WebArena / WebShop / VisualWebArenaBrowser-driven tasksComputer-use / browser-agent eval
OSWorldComputer-use desktop tasksMulti-app workflows
tau-benchMulti-turn customer-service tool useConversational agent w/ tools
BFCL (Berkeley Function Calling Leaderboard)Function-calling accuracyTool selection + arg extraction
ToolBench / API-BankMulti-step API useEnd-to-end tool-using agent
REMEMBER
  • SWE-Bench Verified = the SWE agent leaderboard.
  • BFCL = the function-calling correctness leaderboard.
  • OSWorld / WebArena = the computer-use frontier.
10
SAFETY · RED-TEAMING

Safety & red-teaming — HarmBench, XSTest, JailbreakBench, WMDP

TL;DR

HarmBench measures attack success on harmful behaviors. XSTest catches over-refusal (false positives). WMDP probes weapons-of-mass-destruction-proxy knowledge. TruthfulQA probes whether models parrot common misconceptions.

BenchmarkWhat it measures
HarmBench200+ harmful behaviors with jailbreak attempts. Measures attack success.
XSTestOver-refusal: 250 safe prompts that look unsafe. Measures false-refusal rate.
JailbreakBenchStandard jailbreak corpus (PAIR, AutoDAN, etc.)
WMDPWeapons-of-mass-destruction proxy. Probes dangerous knowledge.
BBQBias in QA. Measures stereotype reliance.
TruthfulQAMisconceptions / falsehoods. Measures whether model parrots common errors.
REMEMBER
  • HarmBench + XSTest pair: attack success vs over-refusal — both matter.
  • WMDP = the dangerous-capability eval that affects RSP / Preparedness levels.
11
META · HOW TO READ

How to read a benchmark score (the meta-skill)

TL;DR

A score in isolation is meaningless. Always ask: prompt template, sampling strategy (pass@1 vs N), test vs holdout, contamination risk, human baseline. Sr Staff candidates question every score reflexively.

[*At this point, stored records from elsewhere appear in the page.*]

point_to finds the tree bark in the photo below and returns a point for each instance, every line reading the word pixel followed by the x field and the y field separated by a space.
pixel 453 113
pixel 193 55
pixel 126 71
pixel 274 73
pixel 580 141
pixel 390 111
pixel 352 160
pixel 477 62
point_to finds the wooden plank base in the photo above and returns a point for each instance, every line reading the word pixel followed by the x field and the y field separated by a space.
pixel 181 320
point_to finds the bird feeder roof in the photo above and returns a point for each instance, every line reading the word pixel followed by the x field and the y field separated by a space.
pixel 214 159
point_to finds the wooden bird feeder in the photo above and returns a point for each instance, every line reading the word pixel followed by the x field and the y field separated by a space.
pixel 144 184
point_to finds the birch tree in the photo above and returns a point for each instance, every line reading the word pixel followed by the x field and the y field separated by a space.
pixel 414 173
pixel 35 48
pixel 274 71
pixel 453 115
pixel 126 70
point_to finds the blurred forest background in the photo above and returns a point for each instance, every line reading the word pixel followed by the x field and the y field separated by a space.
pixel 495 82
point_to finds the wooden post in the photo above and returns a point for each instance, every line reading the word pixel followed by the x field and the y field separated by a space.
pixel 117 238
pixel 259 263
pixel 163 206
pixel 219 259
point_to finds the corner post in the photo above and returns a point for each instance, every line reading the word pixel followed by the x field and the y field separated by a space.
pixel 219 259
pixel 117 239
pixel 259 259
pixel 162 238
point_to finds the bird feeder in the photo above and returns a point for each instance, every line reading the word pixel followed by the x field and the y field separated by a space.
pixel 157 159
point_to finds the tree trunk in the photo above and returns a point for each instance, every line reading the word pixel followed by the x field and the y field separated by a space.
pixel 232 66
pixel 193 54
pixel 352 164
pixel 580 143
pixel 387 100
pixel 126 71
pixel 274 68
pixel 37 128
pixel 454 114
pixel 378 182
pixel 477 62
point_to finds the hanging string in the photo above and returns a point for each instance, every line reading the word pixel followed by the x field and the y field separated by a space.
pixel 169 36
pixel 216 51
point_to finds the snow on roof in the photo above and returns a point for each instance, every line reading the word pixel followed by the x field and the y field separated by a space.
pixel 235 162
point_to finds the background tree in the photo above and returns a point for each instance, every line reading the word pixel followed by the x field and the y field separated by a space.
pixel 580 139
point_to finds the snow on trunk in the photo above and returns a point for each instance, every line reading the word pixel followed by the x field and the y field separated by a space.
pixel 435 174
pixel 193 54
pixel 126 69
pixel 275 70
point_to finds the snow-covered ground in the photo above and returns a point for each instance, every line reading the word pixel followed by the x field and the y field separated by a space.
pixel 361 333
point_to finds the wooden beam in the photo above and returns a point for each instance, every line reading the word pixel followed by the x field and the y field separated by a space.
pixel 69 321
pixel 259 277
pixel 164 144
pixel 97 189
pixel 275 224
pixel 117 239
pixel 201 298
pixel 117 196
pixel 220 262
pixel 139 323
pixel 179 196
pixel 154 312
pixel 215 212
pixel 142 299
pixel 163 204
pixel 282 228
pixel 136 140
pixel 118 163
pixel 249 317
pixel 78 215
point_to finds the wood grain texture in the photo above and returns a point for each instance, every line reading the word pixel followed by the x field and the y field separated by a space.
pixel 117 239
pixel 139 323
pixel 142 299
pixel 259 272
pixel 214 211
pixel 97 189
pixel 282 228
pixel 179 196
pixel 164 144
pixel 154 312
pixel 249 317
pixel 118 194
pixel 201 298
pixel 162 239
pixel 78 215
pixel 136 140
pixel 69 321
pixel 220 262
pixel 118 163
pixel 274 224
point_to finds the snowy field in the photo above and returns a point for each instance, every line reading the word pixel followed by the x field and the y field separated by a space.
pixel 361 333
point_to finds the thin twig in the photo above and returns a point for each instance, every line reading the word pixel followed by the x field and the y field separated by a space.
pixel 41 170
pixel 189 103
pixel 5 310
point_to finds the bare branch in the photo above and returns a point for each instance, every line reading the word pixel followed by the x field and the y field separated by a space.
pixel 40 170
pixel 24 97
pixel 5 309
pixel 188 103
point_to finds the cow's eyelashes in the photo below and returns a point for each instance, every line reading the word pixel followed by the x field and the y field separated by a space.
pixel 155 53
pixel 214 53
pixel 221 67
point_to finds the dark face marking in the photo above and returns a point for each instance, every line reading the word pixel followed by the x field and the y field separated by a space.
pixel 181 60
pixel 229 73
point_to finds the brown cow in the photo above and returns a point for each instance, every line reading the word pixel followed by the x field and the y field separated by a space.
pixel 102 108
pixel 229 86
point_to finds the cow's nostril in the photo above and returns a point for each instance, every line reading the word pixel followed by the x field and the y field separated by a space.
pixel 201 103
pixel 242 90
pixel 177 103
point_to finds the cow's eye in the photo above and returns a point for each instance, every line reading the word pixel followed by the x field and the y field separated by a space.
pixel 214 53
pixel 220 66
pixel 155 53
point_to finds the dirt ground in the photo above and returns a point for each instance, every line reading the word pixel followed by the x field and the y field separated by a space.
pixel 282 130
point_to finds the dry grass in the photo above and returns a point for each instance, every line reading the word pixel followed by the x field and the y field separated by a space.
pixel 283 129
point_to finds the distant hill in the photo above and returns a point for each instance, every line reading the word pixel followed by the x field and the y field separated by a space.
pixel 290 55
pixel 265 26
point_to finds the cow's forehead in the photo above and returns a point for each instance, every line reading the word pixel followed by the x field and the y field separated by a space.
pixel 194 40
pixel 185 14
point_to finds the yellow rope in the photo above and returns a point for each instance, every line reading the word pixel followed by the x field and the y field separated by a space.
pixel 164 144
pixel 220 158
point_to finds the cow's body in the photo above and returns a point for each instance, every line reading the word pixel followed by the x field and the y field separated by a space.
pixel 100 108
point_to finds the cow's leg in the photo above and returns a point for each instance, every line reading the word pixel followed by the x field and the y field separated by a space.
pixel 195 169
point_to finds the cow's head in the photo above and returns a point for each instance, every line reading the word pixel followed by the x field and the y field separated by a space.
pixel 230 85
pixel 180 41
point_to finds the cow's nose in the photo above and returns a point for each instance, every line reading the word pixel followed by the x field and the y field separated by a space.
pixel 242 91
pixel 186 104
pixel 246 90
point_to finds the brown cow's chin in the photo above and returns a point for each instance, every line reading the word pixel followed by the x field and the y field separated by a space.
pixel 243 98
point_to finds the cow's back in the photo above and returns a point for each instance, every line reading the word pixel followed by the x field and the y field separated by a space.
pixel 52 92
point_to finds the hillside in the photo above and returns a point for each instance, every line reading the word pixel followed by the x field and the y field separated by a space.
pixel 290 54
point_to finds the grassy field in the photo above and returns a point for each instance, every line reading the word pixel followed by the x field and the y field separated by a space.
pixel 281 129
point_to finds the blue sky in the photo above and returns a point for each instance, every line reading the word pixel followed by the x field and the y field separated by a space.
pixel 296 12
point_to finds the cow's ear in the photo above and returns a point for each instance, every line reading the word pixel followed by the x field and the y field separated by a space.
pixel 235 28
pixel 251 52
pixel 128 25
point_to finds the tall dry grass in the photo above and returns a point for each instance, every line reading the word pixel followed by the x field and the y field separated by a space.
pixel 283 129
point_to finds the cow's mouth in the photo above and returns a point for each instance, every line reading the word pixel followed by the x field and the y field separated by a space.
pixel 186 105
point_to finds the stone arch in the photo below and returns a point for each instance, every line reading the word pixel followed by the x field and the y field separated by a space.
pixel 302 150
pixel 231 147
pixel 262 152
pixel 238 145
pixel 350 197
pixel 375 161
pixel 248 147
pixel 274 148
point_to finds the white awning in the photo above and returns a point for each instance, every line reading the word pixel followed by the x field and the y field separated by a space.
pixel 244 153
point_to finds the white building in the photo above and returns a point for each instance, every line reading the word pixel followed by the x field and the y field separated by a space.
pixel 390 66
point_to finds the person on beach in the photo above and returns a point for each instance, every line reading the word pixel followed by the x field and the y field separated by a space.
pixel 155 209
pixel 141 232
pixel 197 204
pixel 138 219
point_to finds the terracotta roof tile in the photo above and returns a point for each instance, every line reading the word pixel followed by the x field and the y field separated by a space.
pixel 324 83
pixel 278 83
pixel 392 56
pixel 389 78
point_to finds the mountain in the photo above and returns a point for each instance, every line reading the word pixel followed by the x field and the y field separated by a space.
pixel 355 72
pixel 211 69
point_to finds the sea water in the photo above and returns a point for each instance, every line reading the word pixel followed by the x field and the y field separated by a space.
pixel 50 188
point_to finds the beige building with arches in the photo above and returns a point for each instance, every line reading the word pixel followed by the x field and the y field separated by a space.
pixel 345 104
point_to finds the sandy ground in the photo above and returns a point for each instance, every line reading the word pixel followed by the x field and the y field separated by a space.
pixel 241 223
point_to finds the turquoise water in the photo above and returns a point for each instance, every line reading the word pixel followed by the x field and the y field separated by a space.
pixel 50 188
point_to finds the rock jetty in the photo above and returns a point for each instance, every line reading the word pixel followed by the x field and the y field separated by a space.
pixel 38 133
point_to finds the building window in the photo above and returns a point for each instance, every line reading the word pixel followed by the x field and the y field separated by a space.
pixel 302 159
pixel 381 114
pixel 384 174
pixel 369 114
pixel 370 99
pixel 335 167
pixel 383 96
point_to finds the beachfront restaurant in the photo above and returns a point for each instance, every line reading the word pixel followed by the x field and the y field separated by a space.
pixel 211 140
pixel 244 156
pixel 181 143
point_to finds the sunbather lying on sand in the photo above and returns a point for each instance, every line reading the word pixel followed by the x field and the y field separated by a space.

  1. What's the prompt template? Few-shot vs zero-shot, CoT vs no-CoT, system prompt — all change scores by 5-15%.
  2. Pass@1, pass@k, maj@N, or best-of-N? Wildly different compute footprints; sampling strategy can swing scores 20+ points.
  3. Test set or private holdout? If test, contamination risk applies.
  4. Was it contaminated in pretraining? Check the data cutoff vs the benchmark publication date.
  5. What's the human baseline? A model scoring 60% might be human-level on a hard eval, or below random on a hard eval.

Holistic / aggregate evals worth knowing

REMEMBER
  • Always interrogate the methodology before quoting a score.
  • Pass@1 is the production-relevant metric. Pass@N shows ceiling.
  • If a paper doesn't disclose prompt template + sampling, the score is suspect.

Sample interview Qs

  1. "What's the difference between MMLU and MMLU-Pro?" → MMLU-Pro: 10 options vs 4, harder distractors, more reasoning required, less saturated.
  2. "Why is GPQA-Diamond contamination-resistant?" → Hand-written by domain PhDs; many problems require multi-step reasoning that's not memorizable; held out from web crawl.
  3. "Pass@1 vs Pass@10 — when each?" → Pass@1: production-relevant (one-shot quality). Pass@10: capability ceiling under sampling. Difference shows how much test-time compute helps.
  4. "Why is Chatbot Arena criticized?" → Stylistic preferences (emoji use, response length, formatting) influence votes more than capability; not a clean capability eval. Style-controlled variants exist.
  5. "What does SWE-Bench measure that HumanEval doesn't?" → Real multi-file code edits in actual repos with real test suites; agent loop (read → patch → test); long-context understanding; agentic planning. HumanEval = single-function gen.
  6. "How would you build an internal eval for your team?" → Curated holdout from real prod traffic; LLM-as-judge with calibration; human spot-checks; per-segment slicing (easy/hard/by topic); regression gates; track over time.